Part III: Learning to Play
Part III expands the purview to reinforcement learning
and its remarkable recent success in game-playing domains through algorithms
like deep Q-learning. It traces innovations from AlphaGo to AlphaZero that beat
human world champions at chess and Go via self-play to accumulate knowledge.
However, despite the surface appearance of intuition and creativity, these
systems lack transfer learning abilities that allow humans to seamlessly
generalize across tasks. Each game needs training from scratch, revealing limitations
around abstraction and common sense. The real world, unlike games, lacks
cleanly defined states and rewards. Issues like long-tail risk events become
debilitating in open environments. Thus, inflated perceptions around plausibly
imminently achieving human intelligence run into the obstacle of meaning.

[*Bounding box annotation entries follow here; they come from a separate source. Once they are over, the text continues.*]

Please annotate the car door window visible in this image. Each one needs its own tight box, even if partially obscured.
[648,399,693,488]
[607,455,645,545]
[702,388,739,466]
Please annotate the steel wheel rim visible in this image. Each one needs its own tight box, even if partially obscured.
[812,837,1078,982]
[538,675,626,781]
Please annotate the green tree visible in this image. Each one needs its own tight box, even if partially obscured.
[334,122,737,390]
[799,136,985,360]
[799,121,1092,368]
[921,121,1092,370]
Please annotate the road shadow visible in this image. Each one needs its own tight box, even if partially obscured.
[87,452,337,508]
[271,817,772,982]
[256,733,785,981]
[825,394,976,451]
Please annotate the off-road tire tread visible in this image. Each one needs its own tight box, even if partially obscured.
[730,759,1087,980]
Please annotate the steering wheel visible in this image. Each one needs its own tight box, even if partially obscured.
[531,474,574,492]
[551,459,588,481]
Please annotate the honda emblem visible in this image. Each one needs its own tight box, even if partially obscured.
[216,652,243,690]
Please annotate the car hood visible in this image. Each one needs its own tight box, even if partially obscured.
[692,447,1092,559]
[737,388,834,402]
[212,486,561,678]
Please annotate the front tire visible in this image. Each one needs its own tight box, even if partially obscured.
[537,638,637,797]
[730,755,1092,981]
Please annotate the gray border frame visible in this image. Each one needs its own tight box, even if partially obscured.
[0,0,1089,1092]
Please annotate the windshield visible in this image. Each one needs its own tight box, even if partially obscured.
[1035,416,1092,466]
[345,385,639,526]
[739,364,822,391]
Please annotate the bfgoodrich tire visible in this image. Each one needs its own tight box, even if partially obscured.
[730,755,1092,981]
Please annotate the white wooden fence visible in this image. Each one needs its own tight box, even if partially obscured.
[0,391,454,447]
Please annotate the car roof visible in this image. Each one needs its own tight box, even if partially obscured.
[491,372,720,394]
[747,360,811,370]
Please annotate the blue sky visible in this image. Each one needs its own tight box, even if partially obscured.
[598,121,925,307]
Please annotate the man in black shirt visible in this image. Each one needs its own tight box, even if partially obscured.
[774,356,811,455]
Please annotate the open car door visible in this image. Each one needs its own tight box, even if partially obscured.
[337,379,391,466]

Without fundamental progress on standing challenges related to explanation,
representation and generalization, impressive game-playing prowess has
uncertain applicability to messy practical settings. Significant breakthroughs
lie ahead.
Chapter 8: Rewards for Robots
- ·
Reinforcement Learning (RL):
Inspired by operant conditioning in psychology, RL is a machine-learning
approach where an agent learns from actions in an environment through rewards
without labeled examples. It contrasts with supervised learning by not
requiring pre-labeled data.
- ·
Historical Context:
While RL has been a part of AI for decades, it gained significant attention
with its application in developing a program that outperformed humans in Go in
2016, highlighting its potential beyond traditional neural networks and
supervised methods.
- ·
Learning Mechanism:
In RL, the agent learns optimal actions through trial and error, guided by
rewards from the environment, aiming to maximize long-term benefits. This
process involves understanding the value of actions in given states to predict
future rewards.
- ·
Q-Learning:
A specific method within RL where a Q-table tracks all possible states and
actions, allowing the agent to learn action values over time. Q-learning
focuses on updating these values to improve task performance.
- ·
Exploration vs. Exploitation:
A key challenge in RL is balancing between exploring new actions (exploration)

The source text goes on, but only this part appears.